Prediction
NLSExplorer makes predictions based on input protein sequences. Note that you can input a FASTA file or directly paste the sequence into our input box. Ensure that your sequence does not contain any characters that do not represent amino acids. You can click the example to see the correct input format.
After a protein sequence is input, you can directly make a prediction, or you can further customize the prediction
through three additional steps. The second step is to choose the parameters for NLSExplorer. There are three parameters that will
influence the prediction results: Exploration cofactor, Filter single residues, and Stretch prediction.
"Exploration cofactor": This parameter determines the proportion of the full length of a sequence that will be extracted to generate key segments.
A high value will increase the likelihood of detecting potential NLS, but it may also introduce noise. The default value is 0.1.
"Filter single residues": Filtering single residue means there exists single residue generated by A2KA with high attention weight.
The principle of A2KA is to first extract single important amino acid from the whole sequence, and then use the KSG (Key Segment Generation) algorithm to generate segments.
However, when the module uses a low exploration cofactor, a single amino acid can’t find another important amino acid to form a segment,
and they will be left isolated. Considering that an NLS segment must has a minimum length of 3,
we employ a random stretch on these single residues to form a segment; otherwise, these residues are ignored by our model.
The default value is no filter.
"Stretch prediction": Whether to stretch the segments in a predefined way. When using stretch, the model
further extends the recommendation segment to a predefined length with a certain probability. This stems
from our study that a residue or segment with high attention weight generated by A2KA not only indicates
themselves with a high probability being NLS, but also suggests that the area around them is also important.
Stretch segment may also introduce noise.
The default value is no strething.
You can input a PDB file for the protein, and the structural statistics and attention distribution in the 3D structure will be displayed.
The calculation results from NLSExplorer will be sent to your email if you provide your email address.
NLS Candidate Library
The NLS Candidate Library stores all potential NLS segments identified by NLSExplorer. It was run with an exploration cofactor of 0.3, no filtering of single residues, and no stretch recommendation on all nuclear proteins with experimental evidence from Swiss-Prot. These parameters achieve approximately 1.0 recall for NLS and an optimal noise level for other segments in our test sets. Each point indicates a potential NLS segment detected by NLSExplorer. This map allows users to choose different threshold of possibility scores for display. Additionally, we provide a perspective oriented by species. Clicking the species bar in the upper left can show various kinds of species. Clicking show all will display data from all species. Showing all species takes about 20 seconds to load the data.
The NLS Candidate Library is an interactive map with a projection function. Users can display information about
points of interest by clicking on them. Moreover, the NLS Candidate Library provides two types of search functions:
local search and global search. For local search, we offer box selection and lasso selection tools in the upper right.

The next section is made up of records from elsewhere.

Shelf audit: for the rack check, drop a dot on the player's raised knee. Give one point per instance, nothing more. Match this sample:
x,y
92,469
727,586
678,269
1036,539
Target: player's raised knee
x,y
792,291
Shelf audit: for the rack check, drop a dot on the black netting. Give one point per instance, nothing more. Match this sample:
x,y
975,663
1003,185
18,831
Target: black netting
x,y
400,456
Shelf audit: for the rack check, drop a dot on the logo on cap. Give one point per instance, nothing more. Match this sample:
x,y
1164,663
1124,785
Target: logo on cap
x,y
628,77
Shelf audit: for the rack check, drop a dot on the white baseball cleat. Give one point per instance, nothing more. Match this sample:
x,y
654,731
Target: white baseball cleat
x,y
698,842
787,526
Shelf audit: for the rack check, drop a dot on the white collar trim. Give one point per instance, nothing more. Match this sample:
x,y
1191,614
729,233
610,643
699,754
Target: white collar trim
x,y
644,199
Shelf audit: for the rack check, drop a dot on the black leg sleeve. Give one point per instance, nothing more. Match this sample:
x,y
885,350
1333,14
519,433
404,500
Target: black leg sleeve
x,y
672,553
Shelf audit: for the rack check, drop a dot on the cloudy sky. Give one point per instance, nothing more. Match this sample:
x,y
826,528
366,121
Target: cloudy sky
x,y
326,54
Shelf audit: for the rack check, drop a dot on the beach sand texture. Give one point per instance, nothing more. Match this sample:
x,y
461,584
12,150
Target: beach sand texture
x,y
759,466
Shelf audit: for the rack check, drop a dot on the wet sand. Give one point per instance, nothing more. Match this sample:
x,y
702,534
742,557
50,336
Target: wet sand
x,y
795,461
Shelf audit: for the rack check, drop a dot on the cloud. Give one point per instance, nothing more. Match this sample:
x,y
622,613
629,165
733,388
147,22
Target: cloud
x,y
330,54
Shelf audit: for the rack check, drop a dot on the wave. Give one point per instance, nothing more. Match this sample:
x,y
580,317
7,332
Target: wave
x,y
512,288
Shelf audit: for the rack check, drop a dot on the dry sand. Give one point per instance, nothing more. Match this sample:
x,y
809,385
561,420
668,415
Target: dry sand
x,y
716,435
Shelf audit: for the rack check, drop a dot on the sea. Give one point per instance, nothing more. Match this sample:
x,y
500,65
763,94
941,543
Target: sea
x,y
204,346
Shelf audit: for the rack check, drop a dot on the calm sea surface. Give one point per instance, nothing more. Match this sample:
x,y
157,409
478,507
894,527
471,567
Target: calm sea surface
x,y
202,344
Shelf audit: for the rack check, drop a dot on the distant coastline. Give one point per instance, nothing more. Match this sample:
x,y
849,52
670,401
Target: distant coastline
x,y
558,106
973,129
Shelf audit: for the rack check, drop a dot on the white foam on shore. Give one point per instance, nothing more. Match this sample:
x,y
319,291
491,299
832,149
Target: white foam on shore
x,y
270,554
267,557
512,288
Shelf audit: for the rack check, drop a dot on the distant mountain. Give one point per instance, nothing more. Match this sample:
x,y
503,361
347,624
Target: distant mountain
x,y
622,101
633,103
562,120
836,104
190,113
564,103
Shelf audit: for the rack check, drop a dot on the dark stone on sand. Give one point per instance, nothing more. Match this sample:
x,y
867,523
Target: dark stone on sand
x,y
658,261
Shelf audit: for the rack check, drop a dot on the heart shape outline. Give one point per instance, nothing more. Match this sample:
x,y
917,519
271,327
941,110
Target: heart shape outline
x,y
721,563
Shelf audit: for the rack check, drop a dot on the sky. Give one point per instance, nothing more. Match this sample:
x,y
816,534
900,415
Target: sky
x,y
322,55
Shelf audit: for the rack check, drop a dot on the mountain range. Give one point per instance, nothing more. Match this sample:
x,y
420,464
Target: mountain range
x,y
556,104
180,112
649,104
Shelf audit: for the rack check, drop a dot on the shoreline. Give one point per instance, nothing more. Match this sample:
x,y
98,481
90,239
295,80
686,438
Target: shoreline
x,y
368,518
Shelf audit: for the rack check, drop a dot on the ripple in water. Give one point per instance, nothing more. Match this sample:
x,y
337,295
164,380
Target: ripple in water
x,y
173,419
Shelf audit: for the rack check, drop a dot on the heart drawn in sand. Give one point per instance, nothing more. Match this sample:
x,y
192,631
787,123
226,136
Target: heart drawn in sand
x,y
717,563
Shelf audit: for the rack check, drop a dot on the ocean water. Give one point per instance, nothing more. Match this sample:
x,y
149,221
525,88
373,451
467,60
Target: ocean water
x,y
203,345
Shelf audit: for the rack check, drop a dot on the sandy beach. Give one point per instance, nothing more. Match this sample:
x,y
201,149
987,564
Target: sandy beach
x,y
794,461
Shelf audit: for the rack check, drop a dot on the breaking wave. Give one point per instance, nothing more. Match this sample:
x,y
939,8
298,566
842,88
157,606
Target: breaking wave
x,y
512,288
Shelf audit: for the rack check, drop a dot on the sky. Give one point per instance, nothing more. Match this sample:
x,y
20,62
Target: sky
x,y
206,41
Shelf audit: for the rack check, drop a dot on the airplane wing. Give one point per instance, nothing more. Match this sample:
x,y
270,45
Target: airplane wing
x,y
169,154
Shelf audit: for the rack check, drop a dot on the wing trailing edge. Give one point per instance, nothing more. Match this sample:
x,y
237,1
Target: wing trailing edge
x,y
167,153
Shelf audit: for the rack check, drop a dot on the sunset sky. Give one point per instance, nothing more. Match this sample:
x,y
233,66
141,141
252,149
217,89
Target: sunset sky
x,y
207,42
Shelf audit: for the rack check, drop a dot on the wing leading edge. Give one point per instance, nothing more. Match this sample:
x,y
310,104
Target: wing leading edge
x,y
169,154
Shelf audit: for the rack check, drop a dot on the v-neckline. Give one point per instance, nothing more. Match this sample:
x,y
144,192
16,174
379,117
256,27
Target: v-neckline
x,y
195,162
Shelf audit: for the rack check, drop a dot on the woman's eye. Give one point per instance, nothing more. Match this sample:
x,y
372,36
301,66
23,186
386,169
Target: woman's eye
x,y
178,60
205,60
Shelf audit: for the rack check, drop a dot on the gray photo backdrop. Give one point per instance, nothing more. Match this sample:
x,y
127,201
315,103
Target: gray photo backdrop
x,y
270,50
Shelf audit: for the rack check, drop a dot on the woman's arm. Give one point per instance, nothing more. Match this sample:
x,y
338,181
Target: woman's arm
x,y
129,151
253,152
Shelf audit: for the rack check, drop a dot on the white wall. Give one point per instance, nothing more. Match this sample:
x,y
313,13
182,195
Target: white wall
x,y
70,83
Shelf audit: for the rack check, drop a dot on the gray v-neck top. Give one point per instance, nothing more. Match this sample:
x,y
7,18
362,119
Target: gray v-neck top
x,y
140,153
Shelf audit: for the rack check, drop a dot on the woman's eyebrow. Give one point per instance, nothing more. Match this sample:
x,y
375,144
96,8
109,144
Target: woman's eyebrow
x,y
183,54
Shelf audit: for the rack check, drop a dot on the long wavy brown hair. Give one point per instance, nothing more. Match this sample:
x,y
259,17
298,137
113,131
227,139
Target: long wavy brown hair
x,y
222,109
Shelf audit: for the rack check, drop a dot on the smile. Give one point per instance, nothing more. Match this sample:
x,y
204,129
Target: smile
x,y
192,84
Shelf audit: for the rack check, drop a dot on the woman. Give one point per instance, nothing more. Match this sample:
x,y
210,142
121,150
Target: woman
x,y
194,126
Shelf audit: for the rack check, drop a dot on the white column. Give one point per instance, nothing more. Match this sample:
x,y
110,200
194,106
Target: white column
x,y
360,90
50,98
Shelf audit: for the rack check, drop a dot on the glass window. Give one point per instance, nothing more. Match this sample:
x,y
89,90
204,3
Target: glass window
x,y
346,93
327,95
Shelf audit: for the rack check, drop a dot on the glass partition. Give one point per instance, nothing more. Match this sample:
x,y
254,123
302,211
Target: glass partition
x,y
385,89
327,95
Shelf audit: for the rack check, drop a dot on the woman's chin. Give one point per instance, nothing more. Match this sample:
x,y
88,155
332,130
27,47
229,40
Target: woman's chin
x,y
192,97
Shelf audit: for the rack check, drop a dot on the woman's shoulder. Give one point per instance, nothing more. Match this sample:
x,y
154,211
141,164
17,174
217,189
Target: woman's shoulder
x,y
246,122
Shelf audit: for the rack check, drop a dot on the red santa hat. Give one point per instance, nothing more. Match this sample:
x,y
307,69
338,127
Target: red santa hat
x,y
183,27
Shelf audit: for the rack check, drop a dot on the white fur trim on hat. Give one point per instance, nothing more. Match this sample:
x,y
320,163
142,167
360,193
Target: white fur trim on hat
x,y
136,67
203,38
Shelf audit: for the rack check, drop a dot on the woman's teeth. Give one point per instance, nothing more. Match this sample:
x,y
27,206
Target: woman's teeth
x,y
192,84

The box selection tool allows users to draw a box to collect points, with all information about points within this box
displayed in the lower left. The lasso selection tool offers a versatile function, enabling users to define shapes to collect points.
The global search function, also known as the projection function, allows users to input amino
acid segments of interest into the input box in the center. By clicking search, all potential segments of all species,
including the input segments, will be displayed on the map according to their assigned positions. In addition, if there are already points on the map, these points will be kept for comparison with the searched points. However, this may slow down the process if there are many points on the map.
Interactive species map
We also provide a species map based on search correlation metrics. Species with an in-degree of more than 20 are included in our map. By clicking on a species, all species with a search correlation to it will be displayed, and the map will center on the selected species.